TWAIN: 0 ja, ja, ja! Sie erinnern mich jetzt an ihn, das war ein
Bruder von mir. Es ist William — wir nannten ihn Bill — armer alter Bill!
REPORTER: Warum? — Ist er denn tot?
TWAIN: Nun, ich nehme es jedenfalls an. Wir sind uns nämlich
niemals ganz klar darüber geworden. Es war etwas Geheimnisvolles
um die ganze Sache.
REPORTER: Das ist traurig, sehr traurig. Er verschwand?
TWAIN: Nun ja, das kann man wohl sagen. Wir haben ihn beerdigt.
REPORTER: Beerdigt! Beerdigt, ohne zu wissen, ob er tot war oder nicht!
TWAIN: 0 nein, so war es nicht! Er war schon richtig tot!
REPORTER: Ich muß bekennen, daß ich das alles nicht
begreife. — Wenn Sie Ihren Bruder beerdigt haben und Sie
wußten, daß er tot war — —
TWAIN: (betont) Nein, Nein! — Wir glaubten nur, daß er tot war!
REPORTER: Jetzt verstehe ich. Er wurde wieder ins Leben zurückgerufen?
TWAIN: Ich wette, er wurde es nicht!
REPORTER: So etwas habe ich in meinem Leben noch nicht gehört!
— Jemand starb. Jemand wurde beerdigt. Nun, wo ist denn da das
Geheimnisvolle?
TWAIN: Ja, das ist es eben! Genau das! Sehen Sie, junger Freund, wir
waren nämlich Zwillinge — der Verstorbene und ich —
und nun passen Sie genau auf, wir wurden in der Badewanne verwechselt,
als wir zwei Wochen alt waren, und einer von uns ertrank! Aber wir
wissen bis heute nicht, welcher von uns beiden! Einige meiner
Verwandten glauben, es war Bill, der ertrank. Andere wieder glauben,
daß ich es war!
REPORTER: Das ist erstaunlich. — Und was glauben Sie denn selbst?
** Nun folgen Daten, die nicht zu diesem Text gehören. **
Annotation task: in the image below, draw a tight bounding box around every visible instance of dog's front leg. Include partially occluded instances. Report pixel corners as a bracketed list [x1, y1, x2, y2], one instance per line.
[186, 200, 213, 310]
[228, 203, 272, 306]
TWAIN: Das weiß der Himmel! Ich würde schon etwas dafür
geben, um es zu wissen. (feierlich) Dieses ernste und furchtbare
Geheimnis hat mein ganzes Leben überschattet. — Aber Ihnen,
mein junger Freund, werde ich jetzt ein Geheimnis enthüllen, das
ich vorher noch niemals einem lebenden Menschen anvertraut habe. Einer
von uns beiden Zwillingen hatte ein besonderes Kennzeichen — ein
großes Muttermal auf dem Rücken der linken Hand — und
das war ich. (eindringlich flüsternd) Und das Kind mit dem
Muttermal war das, was in der Badewanne ertrank.
REPORTER: (nach einer Weile zögernd) Nun gut, ich weiß allerdings nicht, wo hier nun das Geheimnisvolle sein soll.
TWAIN: Sie wissen es nicht? Nun, ich weiß es. Immerhin ist doch
das verkehrte Kind beerdigt worden. Aber ich bitte Sie inständig,
erwähnen Sie es nicht, wenn es jemand von meiner Familie
hören kann!
REPORTER: Gut, ich glaube, ich hab' jetzt genug Material für
meinen Artikel, und ich darf Ihnen für die Mühe, die Sie mit
mir gehabt haben, herzlich danken. Aber noch eins — ich bin sehr
interessiert an Ihrem Bericht über Aaron Burrs Beerdigung.
Könnten Sie mir nicht sagen, aus welchen Gründen Sie glauben,
daß Aaron Burr ein bemerkenswerter Mensch gewesen ist?
TWAIN: Ach, das war bloß eine Kleinigkeit! Nicht einer unter
fünfzig würde es überhaupt bemerkt haben. —
Hören Sie, als die Predigt vorüber war, und der Trauerzug
sich für den Weg zum Friedhof formiert hatte, und Aaron Burr
hübsch auf dem Leichenwagen aufgebahrt war, richtete er sich auf
und sagte, er wolle noch einen letzten Blick auf die Landschaft werfen.
Ja, und er stand denn auch tatsächlich auf und setzte sich neben
den Kutscher.
(Man hört einen Stuhl umfallen, Stöhnen, dann Stille)
TWAIN: Nanu! Da ist der junge Mann doch tatsächlich in Ohnmacht
gefallen! Ja, die jungen Leute heutzutage haben alle schlechte Nerven.